Os cortes e mudanças bruscos de registros imagéticos e sonoros não interrompem o ambiente criado. Pelo contrário, é de dentro desse caos que Bernardo Oliveira e Saskia apostam num mundo difuso, desconexo e profundamente implicado, onde todas as coisas, sons e imagens coexistem conflituosamente (ou não) no mesmo lugar. O círculo hipnótico e o transe são fundamentos, então, para uma navegação infinita e caótica — entre arquivos, dados, sons, Atlântico Negro… — que vê blackness por todos os lugares. Essa perspectiva expandida na forma de se relacionar com o mundo visível e não visível torna possível aproximar a prática da Jurema, por exemplo, à pregação afrogospel performática e calorosa da pastora Ana Lúcia. Não por equivalência, de forma alguma, mas pela aposta em que, desse mundo implicado, emerge negruras que são capazes de fazer queimar os modos mais binaristas e deterministas de estar diante do que existe (ou não) atravessando os nossos sentidos. Em Caixa Preta, a blackness nos é apresentada como operação, modos de fazer que passam pelo coletivo, corpo, sensorial, presença e experimentação contínua.
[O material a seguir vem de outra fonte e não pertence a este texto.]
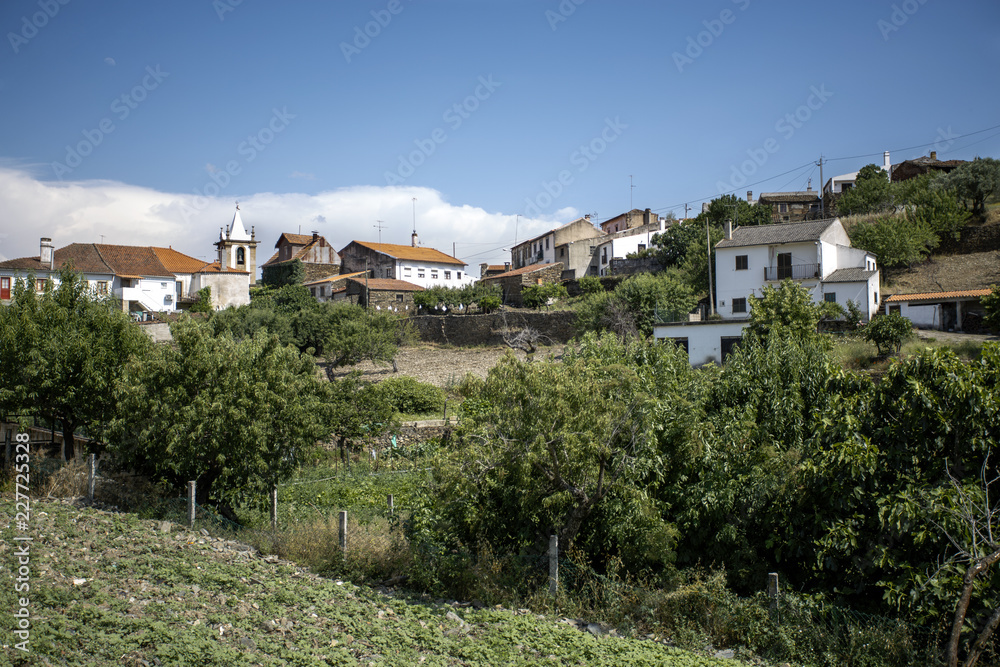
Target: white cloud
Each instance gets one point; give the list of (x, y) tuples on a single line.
[(83, 211)]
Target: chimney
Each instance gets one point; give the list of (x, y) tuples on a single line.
[(45, 254)]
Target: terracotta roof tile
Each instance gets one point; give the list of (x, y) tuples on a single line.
[(388, 284), (786, 232), (410, 253), (132, 260), (938, 296), (524, 269), (178, 262)]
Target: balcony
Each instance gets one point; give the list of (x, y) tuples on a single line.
[(794, 271)]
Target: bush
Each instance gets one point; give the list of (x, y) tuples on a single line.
[(409, 396), (888, 332), (591, 285), (536, 296)]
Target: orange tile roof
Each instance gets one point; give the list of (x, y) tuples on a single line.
[(178, 262), (938, 296), (524, 269), (410, 253), (132, 260), (388, 284), (335, 278), (294, 239)]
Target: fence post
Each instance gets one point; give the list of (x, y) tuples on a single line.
[(192, 488), (772, 590), (343, 532), (274, 507), (553, 565), (91, 475)]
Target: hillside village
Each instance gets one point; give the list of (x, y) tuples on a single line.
[(794, 235)]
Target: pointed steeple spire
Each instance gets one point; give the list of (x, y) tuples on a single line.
[(237, 232)]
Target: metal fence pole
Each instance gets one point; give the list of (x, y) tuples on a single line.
[(274, 507), (192, 488), (553, 565), (91, 476)]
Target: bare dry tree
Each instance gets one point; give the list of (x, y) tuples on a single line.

Quando a voz em off, repetitivamente, afirma “Eu sou o Terceiro Milênio”, não há autodeterminação, tampouco perspectivação para uma futuridade individual. “Eu sou” aqui figura um intrigante nós, que vai se configurando durante a continuidade da narração: “Eu sou Negro Leo, eu sou Saskia, eu sou Juçara Marçal, eu sou o Terceiro Milênio”. Ser muitos em um, não para ser uno, nem pelo desejo de buscar representatividade ou espelhamento naqueles que são anunciados, mas como manifestação do infinito que constitui, cabe e extrapola a blackness. A infinitude, por sua vez, provoca sensação de desenraizamento. Em Caixa Preta, há circulos, mas não há vontade alguma em reconhecer qualquer tipo de origem.